For high-stakes deals, back up the quick number with a full underwriting pass: detailed comps, a contractor’s repair bid, and real financing quotes. The calculator gets you to a fast, defensible offer. It doesn’t replace due diligence.
This calculator is built for the way investors actually work: fast, on real deals, with the same MAO math the pros run on every property. A standalone tool is handy, but deal analysis doesn’t happen in a vacuum.
It happens on a lead, next to the seller’s number, the property data, and your notes. That’s why deal math is strongest inside the system you already run your business in.
An all-in-one CRM like REsimpli puts a built-in deal calculator right on the property record, alongside auto-pulled valuation, tax, mortgage, and comp data, so you can go from lead to offer without switching tools.
From there you can record the exit type, move the lead through your pipeline, and keep the entire deal in one place, from first call to closing.
Run your next deal through the 70% rule above, then see how a real estate CRM keeps the math, the lead, and the follow-up together. Get started with REsimpli.
Disclaimer: This calculator provides estimates for educational purposes only. It isn’t financial, investment, legal, or tax advice. The output depends entirely on the numbers you enter, so verify your ARV with current comps, confirm repairs with a licensed contractor, and consult a qualified professional before making any investment decision.
Yes. For most fix-and-flip and wholesale deals, the 70 percent rule is a smart starting filter, as long as you treat it as a guideline and adjust for your market. It keeps you from overpaying and gives you a fast, repeatable ceiling. Just don't follow it on autopilot. Verify your ARV and repairs, and flex the percentage when your strategy or market calls for it.
It's accurate enough as a screening tool, but it's an estimate, not a precise valuation.

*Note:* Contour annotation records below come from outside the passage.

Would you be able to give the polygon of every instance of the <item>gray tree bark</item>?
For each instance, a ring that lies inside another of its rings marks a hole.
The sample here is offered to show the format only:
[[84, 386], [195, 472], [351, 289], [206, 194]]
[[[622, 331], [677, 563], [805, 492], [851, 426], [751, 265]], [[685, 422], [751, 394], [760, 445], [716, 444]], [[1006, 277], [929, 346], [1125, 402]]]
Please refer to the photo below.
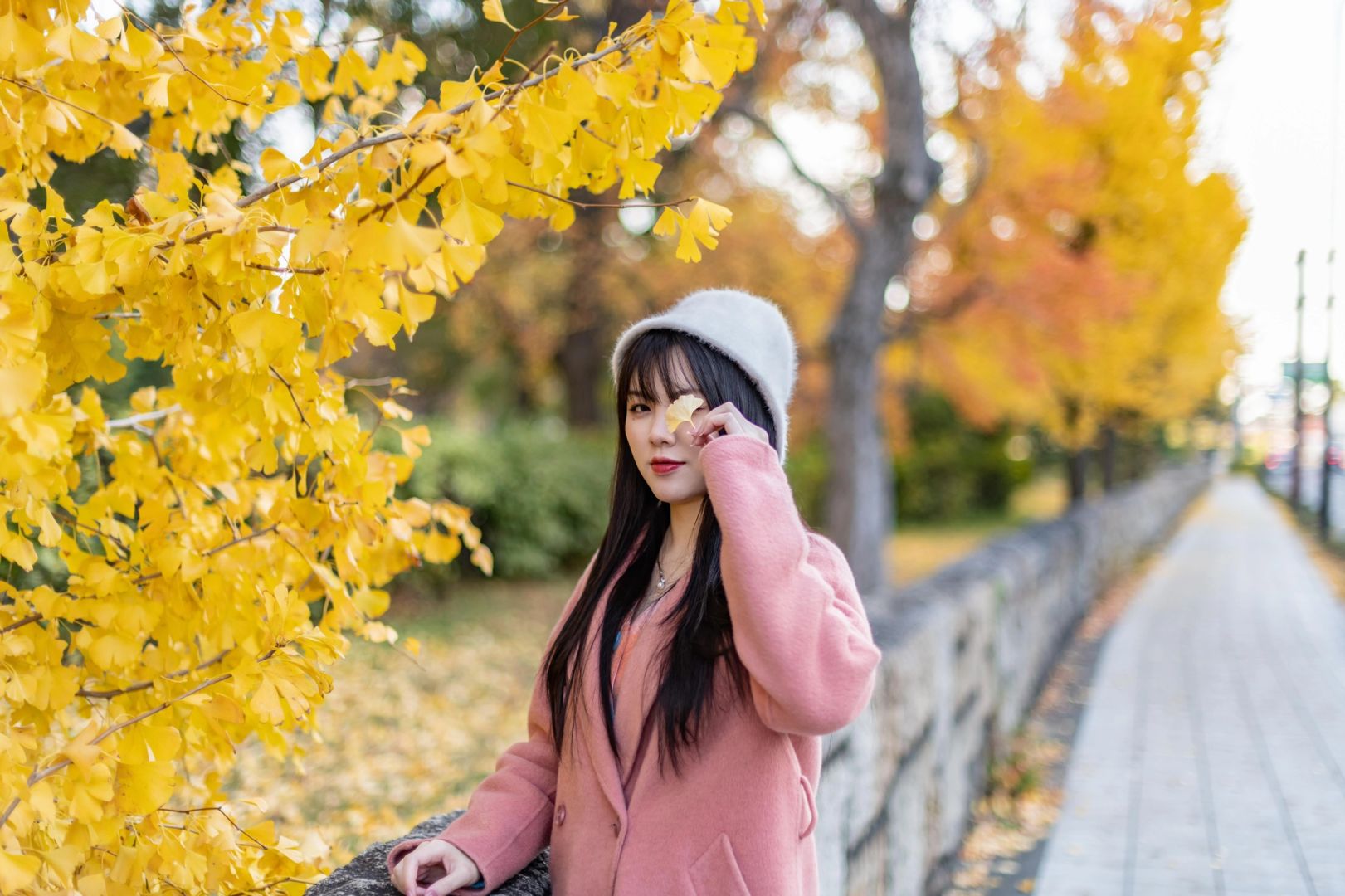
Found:
[[924, 93], [911, 44], [915, 0], [896, 12], [873, 0], [838, 0], [837, 7], [863, 32], [884, 112], [882, 170], [872, 182], [874, 214], [858, 221], [842, 206], [857, 258], [827, 338], [833, 378], [826, 527], [865, 592], [890, 578], [886, 542], [896, 523], [892, 459], [878, 410], [878, 359], [893, 335], [885, 326], [885, 296], [911, 258], [911, 223], [933, 192], [939, 168], [925, 152]]

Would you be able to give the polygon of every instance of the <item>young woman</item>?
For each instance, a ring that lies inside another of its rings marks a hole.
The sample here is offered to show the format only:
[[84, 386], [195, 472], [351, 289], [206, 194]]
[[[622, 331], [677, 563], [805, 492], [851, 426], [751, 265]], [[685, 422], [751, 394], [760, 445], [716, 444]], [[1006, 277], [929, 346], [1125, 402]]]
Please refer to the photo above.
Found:
[[796, 370], [784, 315], [736, 289], [621, 334], [611, 519], [529, 737], [440, 834], [393, 848], [401, 892], [490, 893], [550, 845], [555, 896], [816, 896], [822, 735], [863, 710], [880, 651], [784, 475]]

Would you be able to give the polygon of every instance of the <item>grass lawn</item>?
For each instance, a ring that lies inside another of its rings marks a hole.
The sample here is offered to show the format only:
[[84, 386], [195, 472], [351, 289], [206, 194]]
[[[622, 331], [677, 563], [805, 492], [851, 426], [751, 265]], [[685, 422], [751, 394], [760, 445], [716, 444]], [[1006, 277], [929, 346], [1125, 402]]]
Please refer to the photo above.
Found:
[[[1009, 514], [950, 525], [902, 526], [892, 538], [908, 583], [1024, 522], [1057, 514], [1064, 488], [1042, 479], [1020, 490]], [[339, 866], [370, 844], [467, 806], [499, 755], [527, 732], [527, 704], [546, 636], [578, 572], [549, 583], [467, 583], [444, 600], [395, 592], [382, 618], [421, 642], [354, 640], [317, 710], [320, 737], [299, 736], [299, 757], [277, 761], [256, 739], [238, 748], [225, 790], [261, 798], [277, 829], [301, 841], [316, 830]]]
[[964, 557], [981, 544], [1037, 519], [1060, 515], [1065, 509], [1065, 484], [1059, 475], [1041, 475], [1018, 488], [1005, 514], [958, 519], [947, 523], [904, 523], [888, 539], [888, 564], [897, 584], [908, 585], [940, 566]]

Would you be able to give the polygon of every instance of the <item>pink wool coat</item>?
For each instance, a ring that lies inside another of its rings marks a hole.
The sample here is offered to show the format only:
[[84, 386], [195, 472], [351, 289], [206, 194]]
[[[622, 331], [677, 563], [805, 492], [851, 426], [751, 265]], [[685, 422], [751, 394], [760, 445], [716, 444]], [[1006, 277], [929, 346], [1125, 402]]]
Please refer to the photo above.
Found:
[[[716, 670], [720, 709], [682, 778], [658, 768], [658, 651], [687, 576], [648, 615], [617, 685], [613, 755], [601, 722], [597, 636], [589, 635], [580, 729], [565, 756], [551, 744], [538, 670], [527, 740], [499, 757], [440, 834], [476, 862], [490, 893], [551, 846], [555, 896], [816, 896], [814, 794], [822, 735], [853, 721], [873, 694], [880, 651], [854, 576], [834, 542], [803, 527], [779, 455], [746, 433], [701, 451], [706, 490], [724, 534], [721, 569], [751, 705], [730, 705]], [[594, 558], [561, 619], [570, 612]], [[554, 639], [560, 622], [551, 631]], [[547, 647], [550, 643], [547, 644]], [[572, 744], [574, 744], [572, 747]], [[425, 839], [398, 844], [389, 873]]]

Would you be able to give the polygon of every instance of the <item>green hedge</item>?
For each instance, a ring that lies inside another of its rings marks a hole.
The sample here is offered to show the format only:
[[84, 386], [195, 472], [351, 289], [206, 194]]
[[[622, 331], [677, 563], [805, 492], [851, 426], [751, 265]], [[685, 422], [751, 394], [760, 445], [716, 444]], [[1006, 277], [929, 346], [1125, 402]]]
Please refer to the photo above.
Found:
[[[398, 498], [449, 498], [469, 507], [495, 558], [492, 578], [545, 578], [574, 564], [582, 568], [607, 526], [615, 451], [607, 429], [570, 432], [550, 417], [511, 418], [487, 432], [444, 418], [422, 422], [432, 441]], [[408, 570], [398, 584], [437, 591], [463, 577], [484, 577], [465, 552], [448, 565]]]
[[1007, 510], [1033, 468], [1030, 459], [1006, 453], [1010, 431], [975, 429], [932, 391], [911, 396], [908, 410], [913, 447], [893, 460], [897, 519], [942, 522]]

The rule is only as accurate as your two inputs. With solid comps and a real repair bid, it lands close. With shaky numbers, it's confidently off. Use it to filter deals, then underwrite the winners in detail before you commit.

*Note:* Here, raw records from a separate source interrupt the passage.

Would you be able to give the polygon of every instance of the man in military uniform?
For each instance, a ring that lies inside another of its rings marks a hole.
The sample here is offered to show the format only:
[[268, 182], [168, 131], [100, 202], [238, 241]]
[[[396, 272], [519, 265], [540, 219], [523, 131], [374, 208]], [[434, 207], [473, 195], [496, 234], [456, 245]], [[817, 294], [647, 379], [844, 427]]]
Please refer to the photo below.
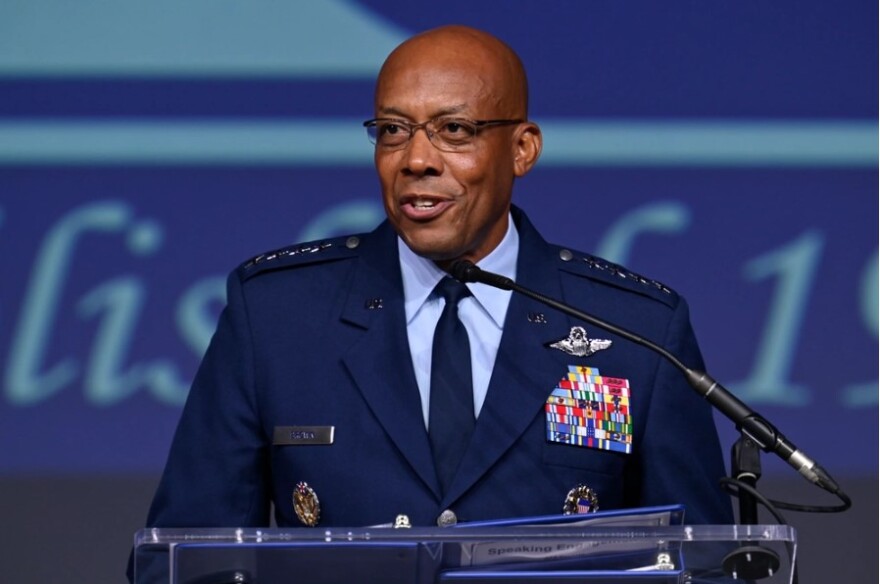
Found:
[[[570, 493], [601, 509], [683, 503], [688, 522], [731, 523], [710, 409], [673, 366], [483, 284], [452, 317], [467, 333], [470, 426], [433, 437], [448, 408], [432, 396], [446, 318], [435, 288], [461, 259], [690, 367], [701, 356], [675, 292], [548, 244], [511, 205], [542, 137], [522, 64], [498, 39], [456, 26], [406, 41], [365, 125], [388, 220], [231, 274], [148, 525], [264, 526], [273, 507], [279, 526], [436, 525], [556, 514]], [[458, 438], [451, 465], [438, 462]]]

To use the 70 percent rule you need three things: a reliable ARV, an honest repair estimate, and your target percentage. The ARV: what the home sells for fully repaired, based on recent comps. The repair costs: a realistic, padded estimate of the full rehab. Your percentage: 70 percent as the baseline, adjusted up or down for market and strategy. Your fee (wholesalers): the assignment fee you subtract to leave the end buyer room. With those in hand, the formula does the rest: ARV × 70% − repairs.
This question is about compounding returns, not the real estate 70 percent rule. The two get mixed up because both involve a "rule," but they answer completely different questions. How much $10,000 grows depends entirely on your annual rate of return. A quick way to estimate it is the Rule of 72: divide 72 by your annual return to see roughly how many years it takes money to double. At about 7.2 percent a year, $10,000 doubles roughly every 10 years, so it would land near $40,000 after 20 years, or two doublings. Change the rate and that answer changes a lot. For real estate specifically, the return that matters is the one on each deal, which the 70 percent rule helps protect by keeping your entry price low.